Birch doesn’t protest anything I say. It’s as if, in addition to his eyes, his mind is also like the ocean. It’s wide and open, and you can throw whatever you want into it, and it will swallow it up without resistance. Which I find pretty weird.

“OK, bye!” I start to walk away, across the meadow and toward the street, but Birch follows. And keeps talking.

“There are actually a lot of trees in Redwood City,” he says. “And there’s water too. Birds love water, especially egrets and cormorants. That’s why I bird-watch. There are tons of birds there. And we have the best weather in the world, actually. There was a scientific test, and we tied as the best-weather winner with two other places in the whole world. That was a long time ago, but I think it’s still accurate.”

I walk a little faster, approaching the crosswalk. Birch with his long, tall legs keeps up.

“Who made you?” I ask him.

“My parents, I guess. Actually, they’re naturalists.”

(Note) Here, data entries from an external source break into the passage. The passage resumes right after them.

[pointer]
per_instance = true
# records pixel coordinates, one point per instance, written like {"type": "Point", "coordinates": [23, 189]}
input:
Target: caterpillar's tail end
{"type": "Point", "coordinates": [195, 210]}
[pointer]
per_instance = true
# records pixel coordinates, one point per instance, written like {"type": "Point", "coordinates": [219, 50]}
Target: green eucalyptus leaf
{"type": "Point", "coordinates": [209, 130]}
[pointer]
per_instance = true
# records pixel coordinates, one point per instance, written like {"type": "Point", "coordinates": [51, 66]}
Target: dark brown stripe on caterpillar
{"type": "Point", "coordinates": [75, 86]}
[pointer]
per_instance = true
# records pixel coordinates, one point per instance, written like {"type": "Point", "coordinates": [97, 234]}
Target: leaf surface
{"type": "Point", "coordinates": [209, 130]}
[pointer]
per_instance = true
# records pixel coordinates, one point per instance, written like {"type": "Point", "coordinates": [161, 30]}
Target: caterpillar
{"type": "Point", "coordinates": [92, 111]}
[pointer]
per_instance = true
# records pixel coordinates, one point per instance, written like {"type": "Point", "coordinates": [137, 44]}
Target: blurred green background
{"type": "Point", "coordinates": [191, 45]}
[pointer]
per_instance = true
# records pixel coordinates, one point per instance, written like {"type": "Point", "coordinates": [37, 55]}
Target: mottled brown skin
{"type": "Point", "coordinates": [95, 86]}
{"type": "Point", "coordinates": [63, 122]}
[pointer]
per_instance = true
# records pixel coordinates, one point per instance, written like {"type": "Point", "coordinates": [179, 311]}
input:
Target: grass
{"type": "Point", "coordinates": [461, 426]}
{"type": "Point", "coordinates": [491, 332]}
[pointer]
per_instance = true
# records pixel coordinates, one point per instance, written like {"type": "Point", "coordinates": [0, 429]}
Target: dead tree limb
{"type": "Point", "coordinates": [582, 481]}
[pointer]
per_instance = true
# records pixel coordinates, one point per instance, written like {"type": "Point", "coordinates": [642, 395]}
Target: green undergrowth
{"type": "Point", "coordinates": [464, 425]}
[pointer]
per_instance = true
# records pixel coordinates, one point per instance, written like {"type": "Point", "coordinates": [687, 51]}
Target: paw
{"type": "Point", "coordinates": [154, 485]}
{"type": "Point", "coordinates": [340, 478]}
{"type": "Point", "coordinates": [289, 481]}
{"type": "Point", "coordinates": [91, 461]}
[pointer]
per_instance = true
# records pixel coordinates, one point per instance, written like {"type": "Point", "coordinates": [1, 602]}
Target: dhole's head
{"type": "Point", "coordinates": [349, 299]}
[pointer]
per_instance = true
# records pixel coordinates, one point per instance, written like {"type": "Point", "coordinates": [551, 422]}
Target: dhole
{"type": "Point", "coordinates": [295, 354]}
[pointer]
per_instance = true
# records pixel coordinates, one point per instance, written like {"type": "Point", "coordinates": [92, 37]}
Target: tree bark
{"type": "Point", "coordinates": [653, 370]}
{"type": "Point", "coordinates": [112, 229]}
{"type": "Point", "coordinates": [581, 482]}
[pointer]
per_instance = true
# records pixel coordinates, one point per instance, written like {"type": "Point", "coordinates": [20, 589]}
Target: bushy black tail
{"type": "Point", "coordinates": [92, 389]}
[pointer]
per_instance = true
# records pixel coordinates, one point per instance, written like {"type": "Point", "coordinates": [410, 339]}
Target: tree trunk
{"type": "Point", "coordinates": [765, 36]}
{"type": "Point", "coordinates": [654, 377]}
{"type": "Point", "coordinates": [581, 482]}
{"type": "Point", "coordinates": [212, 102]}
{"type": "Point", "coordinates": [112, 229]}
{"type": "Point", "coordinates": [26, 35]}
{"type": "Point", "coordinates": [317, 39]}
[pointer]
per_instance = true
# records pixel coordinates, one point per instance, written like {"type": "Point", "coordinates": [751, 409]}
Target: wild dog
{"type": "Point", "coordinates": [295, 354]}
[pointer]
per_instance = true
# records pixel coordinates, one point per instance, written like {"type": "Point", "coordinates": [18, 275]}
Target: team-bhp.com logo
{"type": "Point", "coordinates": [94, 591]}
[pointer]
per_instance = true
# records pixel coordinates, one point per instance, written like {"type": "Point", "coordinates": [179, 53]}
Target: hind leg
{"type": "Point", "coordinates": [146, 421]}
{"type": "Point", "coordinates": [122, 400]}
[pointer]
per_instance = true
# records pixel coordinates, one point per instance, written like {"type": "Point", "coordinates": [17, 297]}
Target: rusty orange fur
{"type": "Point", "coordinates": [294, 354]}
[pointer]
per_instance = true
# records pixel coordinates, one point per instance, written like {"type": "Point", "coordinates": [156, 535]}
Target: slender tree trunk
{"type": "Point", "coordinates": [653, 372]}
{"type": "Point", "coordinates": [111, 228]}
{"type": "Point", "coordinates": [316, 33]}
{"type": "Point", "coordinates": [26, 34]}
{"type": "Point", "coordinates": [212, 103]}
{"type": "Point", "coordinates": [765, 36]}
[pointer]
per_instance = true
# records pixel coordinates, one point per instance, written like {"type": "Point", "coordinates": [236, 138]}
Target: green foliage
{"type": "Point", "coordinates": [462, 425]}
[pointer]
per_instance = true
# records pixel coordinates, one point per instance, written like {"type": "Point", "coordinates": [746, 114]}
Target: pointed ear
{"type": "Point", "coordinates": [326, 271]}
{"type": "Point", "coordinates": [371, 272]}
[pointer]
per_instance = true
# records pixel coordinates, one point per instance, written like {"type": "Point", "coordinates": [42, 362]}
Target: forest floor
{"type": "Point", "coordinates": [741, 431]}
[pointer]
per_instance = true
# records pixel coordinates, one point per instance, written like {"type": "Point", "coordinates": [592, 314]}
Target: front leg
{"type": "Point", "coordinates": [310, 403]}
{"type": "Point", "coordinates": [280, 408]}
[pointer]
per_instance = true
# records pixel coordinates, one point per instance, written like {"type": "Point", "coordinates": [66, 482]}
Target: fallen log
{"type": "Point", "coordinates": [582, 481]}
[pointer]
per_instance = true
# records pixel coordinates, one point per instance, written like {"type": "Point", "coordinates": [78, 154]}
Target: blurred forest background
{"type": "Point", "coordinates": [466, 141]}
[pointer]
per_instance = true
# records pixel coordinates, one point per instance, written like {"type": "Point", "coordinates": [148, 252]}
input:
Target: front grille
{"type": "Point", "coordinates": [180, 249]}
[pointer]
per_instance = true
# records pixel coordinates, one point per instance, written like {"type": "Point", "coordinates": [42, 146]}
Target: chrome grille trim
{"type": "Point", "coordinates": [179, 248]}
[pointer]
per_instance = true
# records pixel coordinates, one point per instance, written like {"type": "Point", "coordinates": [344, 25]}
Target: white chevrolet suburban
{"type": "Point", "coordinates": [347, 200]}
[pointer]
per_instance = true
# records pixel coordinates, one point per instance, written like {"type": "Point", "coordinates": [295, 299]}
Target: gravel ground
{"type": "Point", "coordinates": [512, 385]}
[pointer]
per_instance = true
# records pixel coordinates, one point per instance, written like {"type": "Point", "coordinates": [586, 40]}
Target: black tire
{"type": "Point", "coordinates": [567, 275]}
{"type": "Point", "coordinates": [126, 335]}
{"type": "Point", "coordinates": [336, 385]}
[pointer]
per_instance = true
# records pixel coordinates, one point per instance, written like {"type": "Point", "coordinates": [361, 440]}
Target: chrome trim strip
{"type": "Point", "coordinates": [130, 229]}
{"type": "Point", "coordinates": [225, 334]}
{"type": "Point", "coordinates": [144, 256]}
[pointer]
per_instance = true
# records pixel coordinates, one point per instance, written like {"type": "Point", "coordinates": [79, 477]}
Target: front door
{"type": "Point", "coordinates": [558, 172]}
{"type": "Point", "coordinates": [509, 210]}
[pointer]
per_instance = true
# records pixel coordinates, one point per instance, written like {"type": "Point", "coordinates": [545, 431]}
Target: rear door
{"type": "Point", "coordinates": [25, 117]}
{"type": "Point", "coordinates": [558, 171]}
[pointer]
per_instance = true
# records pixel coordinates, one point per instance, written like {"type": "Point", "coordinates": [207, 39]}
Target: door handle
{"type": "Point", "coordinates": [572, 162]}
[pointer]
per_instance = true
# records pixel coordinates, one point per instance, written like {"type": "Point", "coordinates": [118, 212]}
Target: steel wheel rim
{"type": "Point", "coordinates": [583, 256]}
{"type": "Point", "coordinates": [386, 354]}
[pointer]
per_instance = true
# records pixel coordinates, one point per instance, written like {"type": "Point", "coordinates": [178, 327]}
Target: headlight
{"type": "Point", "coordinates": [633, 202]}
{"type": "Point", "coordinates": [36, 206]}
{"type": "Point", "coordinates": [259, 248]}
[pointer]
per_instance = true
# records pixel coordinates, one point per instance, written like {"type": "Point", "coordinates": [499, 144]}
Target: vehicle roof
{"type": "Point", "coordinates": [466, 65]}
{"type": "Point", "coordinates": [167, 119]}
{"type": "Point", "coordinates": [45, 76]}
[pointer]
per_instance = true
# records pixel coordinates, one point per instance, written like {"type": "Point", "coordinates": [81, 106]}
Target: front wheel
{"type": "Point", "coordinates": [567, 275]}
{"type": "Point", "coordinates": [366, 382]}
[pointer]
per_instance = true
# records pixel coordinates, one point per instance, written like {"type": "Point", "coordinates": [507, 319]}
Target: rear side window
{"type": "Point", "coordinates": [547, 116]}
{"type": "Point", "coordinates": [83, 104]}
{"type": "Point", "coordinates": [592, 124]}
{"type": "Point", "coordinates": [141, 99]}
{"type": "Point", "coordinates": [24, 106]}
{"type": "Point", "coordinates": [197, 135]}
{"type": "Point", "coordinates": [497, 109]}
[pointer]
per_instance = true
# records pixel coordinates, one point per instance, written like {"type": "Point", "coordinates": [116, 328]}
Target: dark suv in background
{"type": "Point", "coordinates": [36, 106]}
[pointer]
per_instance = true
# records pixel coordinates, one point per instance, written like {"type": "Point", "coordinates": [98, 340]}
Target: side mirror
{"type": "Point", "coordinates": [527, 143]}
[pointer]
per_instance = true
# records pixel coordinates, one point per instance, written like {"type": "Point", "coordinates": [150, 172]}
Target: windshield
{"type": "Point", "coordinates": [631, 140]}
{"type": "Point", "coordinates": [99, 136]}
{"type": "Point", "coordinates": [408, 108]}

“Wait a minute. They go around naked?”

Birch stops following me. He stands back there, laughing the binoculars around his neck into a shake. “No. They’re into nature. Science, trees, rocks. Stuff like that.” He’s still talking pretty loudly even though he’s caught up to me again.

“Lemme guess. Birds?”

“Yes, my parents like birds too,” he says.

Finally, the pedestrian light turns green and I take off, making sure my pace doesn’t mess with the placement of my hood. Birch crosses the street too.

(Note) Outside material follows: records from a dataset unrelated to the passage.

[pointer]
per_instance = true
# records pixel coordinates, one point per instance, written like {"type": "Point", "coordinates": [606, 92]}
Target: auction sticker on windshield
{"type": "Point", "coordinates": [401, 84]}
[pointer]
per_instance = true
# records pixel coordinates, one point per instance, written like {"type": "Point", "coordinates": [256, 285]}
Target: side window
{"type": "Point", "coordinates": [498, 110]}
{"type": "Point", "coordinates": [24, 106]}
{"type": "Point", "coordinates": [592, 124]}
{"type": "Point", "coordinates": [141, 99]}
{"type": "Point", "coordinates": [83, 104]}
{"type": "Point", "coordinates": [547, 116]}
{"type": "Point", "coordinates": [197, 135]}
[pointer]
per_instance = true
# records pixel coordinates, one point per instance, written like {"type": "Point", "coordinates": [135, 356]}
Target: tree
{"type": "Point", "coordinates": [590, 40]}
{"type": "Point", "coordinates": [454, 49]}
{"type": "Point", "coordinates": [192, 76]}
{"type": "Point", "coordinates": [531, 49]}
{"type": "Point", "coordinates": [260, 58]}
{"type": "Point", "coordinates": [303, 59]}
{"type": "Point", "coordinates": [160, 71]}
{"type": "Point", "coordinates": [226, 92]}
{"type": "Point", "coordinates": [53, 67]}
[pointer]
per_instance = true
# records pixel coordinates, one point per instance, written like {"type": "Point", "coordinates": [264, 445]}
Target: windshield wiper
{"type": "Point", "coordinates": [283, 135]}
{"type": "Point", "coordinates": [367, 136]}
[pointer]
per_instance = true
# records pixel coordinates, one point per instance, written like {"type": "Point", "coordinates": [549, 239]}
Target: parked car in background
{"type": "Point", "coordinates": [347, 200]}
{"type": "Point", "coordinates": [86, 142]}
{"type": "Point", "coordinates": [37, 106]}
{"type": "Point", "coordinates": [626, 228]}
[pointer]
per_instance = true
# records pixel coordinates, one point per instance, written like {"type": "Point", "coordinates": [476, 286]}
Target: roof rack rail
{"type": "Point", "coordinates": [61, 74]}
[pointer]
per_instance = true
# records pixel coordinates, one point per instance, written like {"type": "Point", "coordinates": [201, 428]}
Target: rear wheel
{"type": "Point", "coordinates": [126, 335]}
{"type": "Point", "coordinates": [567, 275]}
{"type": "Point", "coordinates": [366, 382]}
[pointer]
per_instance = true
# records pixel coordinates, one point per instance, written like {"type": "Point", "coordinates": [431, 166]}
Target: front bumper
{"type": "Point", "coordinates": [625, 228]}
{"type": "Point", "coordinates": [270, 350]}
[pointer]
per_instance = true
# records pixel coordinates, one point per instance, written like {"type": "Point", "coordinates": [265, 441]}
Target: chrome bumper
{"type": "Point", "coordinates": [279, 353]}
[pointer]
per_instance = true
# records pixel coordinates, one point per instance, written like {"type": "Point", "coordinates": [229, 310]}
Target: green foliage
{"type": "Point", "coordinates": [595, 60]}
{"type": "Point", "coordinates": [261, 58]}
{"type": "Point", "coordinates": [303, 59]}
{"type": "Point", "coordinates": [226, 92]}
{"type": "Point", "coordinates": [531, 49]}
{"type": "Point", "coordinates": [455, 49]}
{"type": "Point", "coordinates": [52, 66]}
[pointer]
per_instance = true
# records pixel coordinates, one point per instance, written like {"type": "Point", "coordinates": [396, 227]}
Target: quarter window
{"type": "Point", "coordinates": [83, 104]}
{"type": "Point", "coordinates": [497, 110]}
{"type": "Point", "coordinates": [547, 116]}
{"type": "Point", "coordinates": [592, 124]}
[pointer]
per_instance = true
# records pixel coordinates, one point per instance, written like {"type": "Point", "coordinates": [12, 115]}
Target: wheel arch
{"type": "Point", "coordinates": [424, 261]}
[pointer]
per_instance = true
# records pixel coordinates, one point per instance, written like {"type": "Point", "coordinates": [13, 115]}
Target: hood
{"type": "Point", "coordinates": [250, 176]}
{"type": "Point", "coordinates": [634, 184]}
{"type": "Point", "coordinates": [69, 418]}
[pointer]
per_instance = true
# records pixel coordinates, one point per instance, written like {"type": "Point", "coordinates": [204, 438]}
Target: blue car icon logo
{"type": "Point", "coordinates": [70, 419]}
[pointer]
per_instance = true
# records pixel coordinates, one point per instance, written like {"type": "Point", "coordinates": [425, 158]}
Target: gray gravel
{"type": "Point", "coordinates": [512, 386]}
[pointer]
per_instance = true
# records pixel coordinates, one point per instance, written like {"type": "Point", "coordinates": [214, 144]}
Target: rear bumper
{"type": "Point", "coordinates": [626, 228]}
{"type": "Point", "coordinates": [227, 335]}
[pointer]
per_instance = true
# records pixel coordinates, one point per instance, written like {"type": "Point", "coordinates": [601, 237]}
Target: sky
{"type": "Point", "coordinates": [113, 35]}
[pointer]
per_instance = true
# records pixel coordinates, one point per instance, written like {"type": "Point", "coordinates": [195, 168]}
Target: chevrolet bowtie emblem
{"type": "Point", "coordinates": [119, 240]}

“Um, can I ask you a question?” he asks.

I don’t answer. I get to the other side of Sunrise Boulevard, one hand on the knitting needle in my back pocket like it’s a sword I could use to defend myself with if necessary.

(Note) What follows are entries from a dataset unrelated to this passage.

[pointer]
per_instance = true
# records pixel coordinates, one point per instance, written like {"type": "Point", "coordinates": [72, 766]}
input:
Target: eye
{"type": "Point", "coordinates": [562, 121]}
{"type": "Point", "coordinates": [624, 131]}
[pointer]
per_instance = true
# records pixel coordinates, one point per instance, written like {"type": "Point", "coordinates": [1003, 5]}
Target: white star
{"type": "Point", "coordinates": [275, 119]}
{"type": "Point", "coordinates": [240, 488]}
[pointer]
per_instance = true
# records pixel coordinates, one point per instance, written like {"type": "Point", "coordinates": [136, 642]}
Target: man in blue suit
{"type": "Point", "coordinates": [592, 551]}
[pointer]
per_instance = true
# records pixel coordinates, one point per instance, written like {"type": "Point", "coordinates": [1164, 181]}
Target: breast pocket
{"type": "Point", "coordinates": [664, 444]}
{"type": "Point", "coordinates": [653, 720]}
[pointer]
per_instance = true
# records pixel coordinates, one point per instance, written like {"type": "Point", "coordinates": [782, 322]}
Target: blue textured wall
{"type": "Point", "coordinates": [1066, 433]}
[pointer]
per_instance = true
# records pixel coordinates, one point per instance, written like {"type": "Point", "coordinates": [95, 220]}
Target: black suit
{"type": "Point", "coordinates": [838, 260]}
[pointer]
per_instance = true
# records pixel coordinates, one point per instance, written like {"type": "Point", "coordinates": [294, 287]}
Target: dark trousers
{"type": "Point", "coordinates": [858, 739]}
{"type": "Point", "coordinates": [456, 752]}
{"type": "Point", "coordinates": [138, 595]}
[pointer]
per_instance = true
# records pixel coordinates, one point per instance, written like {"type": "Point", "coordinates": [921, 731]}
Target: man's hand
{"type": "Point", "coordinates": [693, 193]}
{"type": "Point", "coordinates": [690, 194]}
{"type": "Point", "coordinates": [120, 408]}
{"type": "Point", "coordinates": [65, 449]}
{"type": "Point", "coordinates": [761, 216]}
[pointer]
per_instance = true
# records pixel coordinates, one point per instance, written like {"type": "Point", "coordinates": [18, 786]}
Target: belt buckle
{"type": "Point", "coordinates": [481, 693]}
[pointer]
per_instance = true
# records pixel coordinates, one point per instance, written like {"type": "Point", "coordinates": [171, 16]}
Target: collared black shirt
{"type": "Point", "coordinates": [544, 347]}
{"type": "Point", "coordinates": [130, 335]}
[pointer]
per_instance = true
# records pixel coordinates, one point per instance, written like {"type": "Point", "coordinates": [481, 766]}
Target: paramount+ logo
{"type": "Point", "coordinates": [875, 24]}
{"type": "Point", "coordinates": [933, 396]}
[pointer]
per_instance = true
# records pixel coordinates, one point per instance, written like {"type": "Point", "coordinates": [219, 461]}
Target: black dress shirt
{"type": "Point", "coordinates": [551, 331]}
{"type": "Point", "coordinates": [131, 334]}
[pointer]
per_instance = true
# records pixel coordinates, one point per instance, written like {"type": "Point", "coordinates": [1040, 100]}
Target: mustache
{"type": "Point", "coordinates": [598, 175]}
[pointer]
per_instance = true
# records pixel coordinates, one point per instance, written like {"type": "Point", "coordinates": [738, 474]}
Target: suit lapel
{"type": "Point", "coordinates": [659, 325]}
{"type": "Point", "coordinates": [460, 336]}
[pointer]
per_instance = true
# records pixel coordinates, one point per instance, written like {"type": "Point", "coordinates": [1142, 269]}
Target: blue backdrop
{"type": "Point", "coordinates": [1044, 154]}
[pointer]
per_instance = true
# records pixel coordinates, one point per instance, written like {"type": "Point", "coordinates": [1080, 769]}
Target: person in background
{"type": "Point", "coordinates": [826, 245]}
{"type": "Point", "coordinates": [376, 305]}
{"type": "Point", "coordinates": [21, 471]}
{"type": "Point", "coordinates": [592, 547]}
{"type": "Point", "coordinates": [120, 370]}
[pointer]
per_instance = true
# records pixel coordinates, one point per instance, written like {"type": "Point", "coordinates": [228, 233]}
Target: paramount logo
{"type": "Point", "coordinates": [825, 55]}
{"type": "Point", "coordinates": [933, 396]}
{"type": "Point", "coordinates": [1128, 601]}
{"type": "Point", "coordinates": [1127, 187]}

Birch asks anyway. “How did you get those bees to stay on your head?”

I stop and gape at him. Maybe he has X-ray vision and can see through my hood. I mean, the lines in his green-silver irises are kind of lit up, which may be a sign.

I try unsuccessfully to play it off. “What bees?”

“Ummm… how do I put this?” Birch scrunches his face, looks off in the distance, and then back at me, pointing his finger vigorously toward my hooded head. “Maybe you don’t know this, but there are, well, honeybees, I think. On top of your head. Or in your hair, I guess?”

I’m stunned. I can’t even move. Only the bees under my hood stir, their constant scurrying aggravating whiz. “Birch, that’s absurd.”

I take off again, this time practically running.

“You can’t even see my head!” I yell behind me, clutching my hood to keep it from inching down.

I can hear Birch’s footsteps behind me.

“I can’t see them right now, of course,” he says. “But I did, back in the meadow. I think they’re about the coolest thing I’ve ever seen.”

I make a wish for Birch to stop talking and wander off somewhere to contemplate his naturalist discovery.

But of course he doesn’t.

“And, actually, I’ve seen a lot of cool things. The giant sequoias, for example. A webcam of a baby eaglets’ nest. And one time, at the beach, a seal who’d washed up on shore was getting rescued. That was really cool. But not as cool as this.”

Birch has seen my bees, but there’s no way I can trust a stranger enough to admit he’s right. How can I trust anyone ever again after NML betrayed me? After Adam cleared out without a word? No thanks.

“Are you following me home?” I ask the bird-watching, me-watching spy over my shoulder.

“No. I’ve decided to call it a morning myself. My uncle’s probably ready for lunch. When I arrived last night he promised we could have junk food because my parents never let me have any. My uncle says they eat like squirrels. He wants me to try eating like a human during my visit. Or maybe like a bear. He kind of reminds me of a bear, actually.”

Birch continues to trail me.

Right beside the duplex’s oleander hedge, I crouch down like I’m going to retie my shoelaces. I hope he’ll proceed without me.

Nope. Birch stops too.

“What are you doing?” he asks.

“Nothing.”

“It doesn’t look like nothing.” He stands there and waits for me to finish pretend retying my laces.

I stand back up and gesture to the duplex. “Well, this is my place. Bye, Birch!”

“Actually, this is my place too.”

The two of us simultaneously step past the hedge, but at that, I stop short.

“What? Wait a minute. What’s your uncle’s name?”

“Lou. I’m staying with him this summer because my parents think he’s lonely. I’m here to keep him company.”

I stare at him. “I can’t believe this. You’re my neighbor.”